Many of us know someone who’s been enrolled in a public program or have been enrolled in a public program ourselves. I’ve had family members, friends, and co-workers who were on Medicaid, CHIP (Children’s Health Insurance Program), or SNAP (Supplemental Nutrition Assistance Program). I am grateful that they have been able to stay healthy by having access to affordable preventive care and nutritious food when they most needed it. For nearly two generations, these critical programs have supported millions of individuals and families across the country who are working hard to thrive. We all understand the importance of having our basic needs met, and that’s why as a country, we have consistently committed our tax dollars to funding these programs. But now that’s in jeopardy.
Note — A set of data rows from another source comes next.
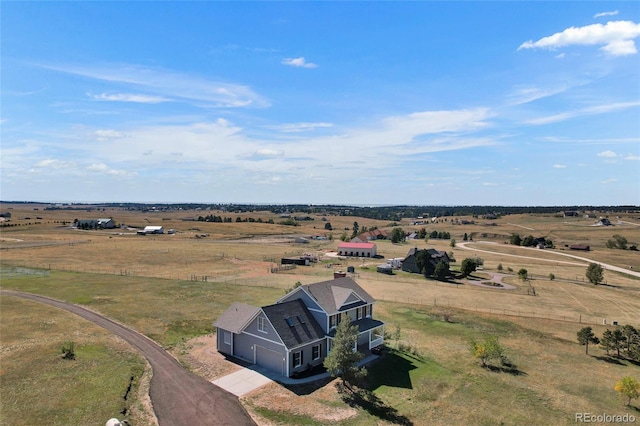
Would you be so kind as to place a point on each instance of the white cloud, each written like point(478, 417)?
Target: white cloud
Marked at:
point(598, 109)
point(607, 154)
point(616, 36)
point(105, 134)
point(55, 164)
point(301, 127)
point(523, 95)
point(169, 84)
point(129, 97)
point(601, 14)
point(268, 152)
point(298, 62)
point(102, 168)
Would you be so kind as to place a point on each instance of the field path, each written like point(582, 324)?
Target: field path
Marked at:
point(179, 397)
point(604, 265)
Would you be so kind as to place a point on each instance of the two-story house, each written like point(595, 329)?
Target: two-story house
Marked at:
point(296, 332)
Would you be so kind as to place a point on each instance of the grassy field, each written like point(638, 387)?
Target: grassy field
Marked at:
point(37, 386)
point(172, 287)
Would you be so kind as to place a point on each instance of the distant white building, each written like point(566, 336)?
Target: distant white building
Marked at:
point(152, 230)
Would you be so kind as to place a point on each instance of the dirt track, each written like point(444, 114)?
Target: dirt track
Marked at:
point(179, 397)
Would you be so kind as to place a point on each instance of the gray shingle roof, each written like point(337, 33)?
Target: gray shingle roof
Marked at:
point(331, 295)
point(236, 317)
point(294, 323)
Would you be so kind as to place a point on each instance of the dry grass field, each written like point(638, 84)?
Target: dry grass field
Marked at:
point(171, 287)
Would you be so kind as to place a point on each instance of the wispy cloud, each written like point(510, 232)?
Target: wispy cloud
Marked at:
point(607, 141)
point(102, 168)
point(523, 95)
point(106, 134)
point(607, 154)
point(601, 14)
point(129, 97)
point(167, 84)
point(616, 36)
point(301, 127)
point(298, 62)
point(598, 109)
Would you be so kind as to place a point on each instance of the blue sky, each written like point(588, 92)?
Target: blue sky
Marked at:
point(433, 103)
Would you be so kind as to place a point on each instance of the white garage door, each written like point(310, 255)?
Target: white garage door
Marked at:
point(269, 359)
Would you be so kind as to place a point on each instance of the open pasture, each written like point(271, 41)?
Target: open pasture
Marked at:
point(243, 253)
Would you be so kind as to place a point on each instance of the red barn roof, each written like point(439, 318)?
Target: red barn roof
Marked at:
point(357, 245)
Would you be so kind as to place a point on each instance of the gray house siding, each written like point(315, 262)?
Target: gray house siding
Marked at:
point(222, 346)
point(307, 356)
point(269, 332)
point(315, 309)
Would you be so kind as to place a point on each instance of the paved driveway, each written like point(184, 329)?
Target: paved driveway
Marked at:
point(242, 381)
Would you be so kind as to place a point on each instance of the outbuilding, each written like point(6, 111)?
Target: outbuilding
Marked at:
point(357, 249)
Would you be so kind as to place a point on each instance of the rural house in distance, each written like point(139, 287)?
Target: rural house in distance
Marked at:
point(409, 264)
point(295, 333)
point(357, 249)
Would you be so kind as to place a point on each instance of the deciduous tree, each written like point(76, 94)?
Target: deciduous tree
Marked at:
point(343, 359)
point(468, 266)
point(441, 271)
point(523, 274)
point(595, 273)
point(586, 336)
point(487, 350)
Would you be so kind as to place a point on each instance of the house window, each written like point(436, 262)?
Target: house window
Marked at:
point(262, 324)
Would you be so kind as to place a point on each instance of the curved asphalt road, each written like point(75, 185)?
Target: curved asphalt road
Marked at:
point(179, 397)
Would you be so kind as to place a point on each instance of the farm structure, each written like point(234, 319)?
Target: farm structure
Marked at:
point(152, 230)
point(375, 234)
point(295, 334)
point(102, 223)
point(357, 249)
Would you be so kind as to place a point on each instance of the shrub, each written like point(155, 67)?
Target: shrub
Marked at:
point(68, 350)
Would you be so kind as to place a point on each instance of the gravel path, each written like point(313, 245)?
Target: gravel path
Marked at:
point(179, 397)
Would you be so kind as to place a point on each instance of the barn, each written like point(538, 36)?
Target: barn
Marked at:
point(357, 249)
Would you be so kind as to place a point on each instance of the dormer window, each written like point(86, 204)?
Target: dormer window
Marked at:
point(262, 324)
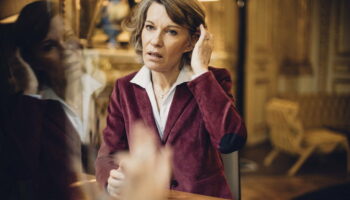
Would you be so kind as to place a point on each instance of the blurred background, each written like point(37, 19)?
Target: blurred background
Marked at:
point(290, 62)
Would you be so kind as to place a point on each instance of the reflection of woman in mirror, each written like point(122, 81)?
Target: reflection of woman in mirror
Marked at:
point(188, 104)
point(38, 145)
point(52, 57)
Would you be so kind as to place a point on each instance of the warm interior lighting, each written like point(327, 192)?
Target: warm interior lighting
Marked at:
point(208, 0)
point(10, 19)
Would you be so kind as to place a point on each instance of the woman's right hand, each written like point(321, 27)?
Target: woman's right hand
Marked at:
point(24, 76)
point(115, 182)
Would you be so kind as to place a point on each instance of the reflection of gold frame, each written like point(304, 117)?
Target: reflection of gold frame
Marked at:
point(342, 43)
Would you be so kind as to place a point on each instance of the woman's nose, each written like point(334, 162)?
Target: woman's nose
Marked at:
point(157, 39)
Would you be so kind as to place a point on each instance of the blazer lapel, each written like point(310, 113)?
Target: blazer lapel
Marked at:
point(181, 99)
point(145, 108)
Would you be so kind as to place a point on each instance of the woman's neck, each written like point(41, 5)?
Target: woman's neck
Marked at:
point(164, 80)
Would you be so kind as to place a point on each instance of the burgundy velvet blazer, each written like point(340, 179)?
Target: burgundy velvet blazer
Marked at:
point(202, 123)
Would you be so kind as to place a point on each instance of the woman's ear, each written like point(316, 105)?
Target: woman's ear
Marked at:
point(192, 42)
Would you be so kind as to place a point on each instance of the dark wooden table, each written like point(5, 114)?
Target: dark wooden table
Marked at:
point(88, 189)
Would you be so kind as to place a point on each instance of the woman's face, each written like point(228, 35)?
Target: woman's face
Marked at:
point(48, 55)
point(163, 41)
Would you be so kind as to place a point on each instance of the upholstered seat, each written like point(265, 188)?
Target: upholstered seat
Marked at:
point(288, 135)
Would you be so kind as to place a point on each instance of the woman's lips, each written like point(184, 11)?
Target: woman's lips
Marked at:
point(155, 55)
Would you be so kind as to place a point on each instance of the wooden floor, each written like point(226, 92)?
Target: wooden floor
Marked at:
point(272, 183)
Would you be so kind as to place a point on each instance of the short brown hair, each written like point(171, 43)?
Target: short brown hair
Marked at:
point(186, 13)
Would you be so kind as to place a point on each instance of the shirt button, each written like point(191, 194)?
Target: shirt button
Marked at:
point(174, 183)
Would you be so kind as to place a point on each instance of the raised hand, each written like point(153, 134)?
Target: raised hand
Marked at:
point(202, 51)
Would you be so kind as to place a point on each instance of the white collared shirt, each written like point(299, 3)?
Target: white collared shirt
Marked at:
point(144, 80)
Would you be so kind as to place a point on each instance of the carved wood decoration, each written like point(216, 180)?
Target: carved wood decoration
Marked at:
point(339, 69)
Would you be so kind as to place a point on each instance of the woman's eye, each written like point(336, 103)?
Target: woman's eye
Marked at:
point(48, 47)
point(172, 32)
point(149, 27)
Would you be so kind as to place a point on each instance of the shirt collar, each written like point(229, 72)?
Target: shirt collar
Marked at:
point(143, 76)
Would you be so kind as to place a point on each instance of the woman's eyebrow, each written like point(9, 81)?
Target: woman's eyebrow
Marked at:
point(168, 26)
point(149, 21)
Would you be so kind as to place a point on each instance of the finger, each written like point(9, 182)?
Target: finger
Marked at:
point(117, 174)
point(114, 192)
point(203, 33)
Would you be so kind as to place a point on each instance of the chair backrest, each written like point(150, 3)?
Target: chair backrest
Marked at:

The federal government is currently planning to change immigration rules in a way that will affect access to public programs for both US-born citizens and immigrants seeking legal residency. This change is to what’s known as the “public charge” assessment. Right now, someone seeking to immigrate to the US or seeking a “green card” might be considered a public charge if they personally will be dependent on the government for assistance based on their age, health, family status, resources, education, and other factors. If someone is deemed a public charge, they would be ineligible for legal immigration. However, the draft changes to this policy would deem someone a public charge, and hence, ineligible for legal immigration, if their citizen family members are currently accessing, or have previously accessed, public programs like Medicaid, CHIP, or SNAP.
This will place families in the impossible position of having to choose between keeping their children—who are US citizens and eligible for public programs—healthy, with the help of Medicaid and food assistance, or applying for a green card to become legal residents. If they choose to access public programs for their children, they will remain without documentation and at risk of deportation and family separation; if they choose to continue with the legal immigration process, they risk their children’s health and future. Both options limit their family’s economic security and potential to thrive.
These public charge rules would not only have terrible effects on family safety; they would have dramatic effects on our social safety net, on immigrants, and the very fabric of our society. National estimates show that if they go into effect, the rate of uninsured children with a non-citizen parent would jump from an all-time low of 8% to 14-22%. And we are already seeing families dis-enroll from public programs out of confusion and fear, even though these rules aren’t yet in place. We could also see 500,000 more US citizen children fall into poverty. Fear and stigma would be increased, translating into even more immigrants turning away from schools, hospitals, police, and other core elements of society that we all need to feel safe and thrive.
It is clear, and has been for a while now, that the Trump administration wants to change federal policy to make the US unwelcoming to immigrants. These changes would continue the anti-immigrant trajectory of other recent policy changes, and would be sweeping: the leaked draft shows that public charge would include any use of Medicaid, CHIP, SNAP, WIC, energy assistance programs, housing assistance, and more.
The safety net is there to protect all of us. Whether it’s you or your neighbor that needs support from a public program, you, your neighbor, and all Coloradans benefit when the safety net catches those in need. I like my safety net like I like my communities, tight-knit and resilient, and I’ll be doing everything in my power to protect it. There are a few things we can do in response:
- The rules governing public charge determinations have not yet changed. There may be no advantage to disenrolling from programs now.
- Be ready to comment and protest when the proposed rule is released (the federal government is required to read and respond to all comments, so the greater the volume of comments, the greater the delay of implementation)
- Let your networks know that this is coming and encourage them to submit comments
I hope you’ll join us in this important fight.